Fish Audio

How to Clone a Voice With AI with Fish Audio S2-Pro

Fish Audio S2-Pro is the open-source alternative to ElevenLabs cloning, with two real differentiators: natural-language bracket control inside the prompt (`[whispering]`, `[laughing nervously]`, `[pause]`) and an open serving stack you can self-host. Voice cloning needs a clean reference audio sample plus a matching transcript — Fish Audio uses the transcript text to disambiguate phonemes, so a misaligned transcript hurts cloning quality more than it does on ElevenLabs. Coverage is 80+ languages with automatic detection. Critical: only clone voices you own or have explicit written permission to clone. Fish Audio is open-source, which means consent enforcement is on you, not the platform — make the rights clearance explicit before you upload reference audio.

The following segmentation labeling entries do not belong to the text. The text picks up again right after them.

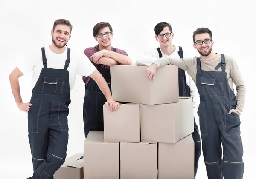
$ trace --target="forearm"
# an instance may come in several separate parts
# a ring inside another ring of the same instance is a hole
[[[10,80],[12,94],[13,94],[16,104],[17,105],[23,102],[21,99],[21,96],[20,96],[18,78],[14,77],[10,75],[9,77],[9,80]]]
[[[236,89],[237,104],[236,109],[241,114],[244,109],[245,100],[245,86],[244,85],[237,86]]]
[[[101,77],[99,78],[99,79],[96,82],[97,82],[100,90],[103,94],[104,94],[104,96],[105,96],[107,101],[113,100],[113,98],[111,94],[111,92],[110,92],[108,85],[108,84],[107,84],[106,81],[105,81],[105,79],[104,79],[104,78],[103,78],[103,77]]]
[[[139,66],[143,65],[151,65],[156,62],[158,59],[150,57],[143,56],[141,58],[136,59],[136,63]]]
[[[102,57],[99,59],[99,62],[101,64],[107,65],[108,66],[113,66],[116,65],[119,65],[119,63],[117,61],[108,57]]]
[[[189,71],[191,67],[188,66],[188,62],[190,62],[191,60],[191,59],[188,59],[184,60],[182,58],[162,57],[158,59],[153,63],[157,65],[158,68],[170,64],[177,66],[179,68]]]
[[[104,56],[113,59],[122,65],[130,65],[131,64],[131,60],[129,57],[119,53],[106,51],[104,52]]]
[[[90,77],[95,81],[107,101],[113,100],[110,90],[107,82],[101,74],[97,70],[93,72]]]

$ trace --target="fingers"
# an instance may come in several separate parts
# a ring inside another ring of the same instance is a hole
[[[107,106],[107,108],[108,108],[109,105],[108,105],[108,101],[106,101],[105,102],[105,105],[106,105],[106,106]]]
[[[231,114],[231,113],[232,112],[233,109],[231,109],[230,111],[229,111],[229,112],[228,112],[228,114],[230,115],[230,114]]]

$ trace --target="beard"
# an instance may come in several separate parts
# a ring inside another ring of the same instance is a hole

Try Fish Audio S2-Pro Free

Step-by-Step Guide

Get rights and prepare a transcript-aligned reference

Document the rights to the voice before you upload. Fish Audio S2-Pro is open-source, so the consent burden sits with you — keep written permission on file for any voice that is not your own. Then prepare the reference: 30+ seconds of clean speech (no background music, no second speaker, 44.1kHz WAV preferred) and a verbatim transcript that exactly matches what was spoken. Fish Audio uses the transcript to align phonemes during cloning; a transcript that says "we will" when the audio actually says "we'll" introduces small alignment errors that compound when you generate longer scripts. If you don't have a transcript, run the audio through a STT model first, then proofread.

Add an Audio node and load Fish Audio S2-Pro

Add an Audio node, select Fish Audio S2-Pro from the model picker, and upload the reference audio + transcript pair. The model returns a cloned voice ID that you can reuse across every Audio node in the project. Note: Fish Audio in Martini is currently positioned as an SEO-comparison surface — the model exists in Martini's registry alongside ElevenLabs, MiniMax, and others, but production runtime integration depends on your workspace's configuration. If your workspace doesn't have Fish Audio runtime wired up, fall back to ElevenLabs for production, and use Fish Audio for self-hosted experimentation outside Martini.

Direct delivery with bracket-style natural-language tags

Fish Audio S2-Pro's biggest differentiator is open-ended bracket control. Instead of a fixed list of tokens, you can write [whispering sweetly], [laughing nervously], [pause for two seconds], [angry whisper] — natural language inside brackets, placed at the exact word where delivery should change. Keep the bracket cues local: a tag near a word affects that word and the immediate phrase, not the rest of the paragraph. Compare this to ElevenLabs' fixed inline tag set ([whispers], [laughs], [excited]): Fish Audio gives you wider expressive range at the cost of slightly less predictable interpretation. Test 2-3 deliveries before committing to a long-form script.

Compare Fish Audio against ElevenLabs on the same script

For high-stakes content, place a Fish Audio S2-Pro Audio node and an ElevenLabs Eleven v3 Audio node side by side on the canvas, both reading the same script with cloned voices. The comparison is usually revealing: ElevenLabs is more polished and confident in English emotional delivery, while Fish Audio handles open-ended emotion tags more flexibly and covers more languages without a separate model swap. Many production teams use Fish Audio for prototype recordings and multilingual experiments, then ship the released cut on ElevenLabs. The shared canvas means you don't have to leave Martini to run the comparison.

Prompt Examples

Course intro with cloned host voice — bracket cues are placed exactly where delivery should shift. Compare against the same line on ElevenLabs Eleven v3 (fixed tags) to see Fish Audio's wider expressive range.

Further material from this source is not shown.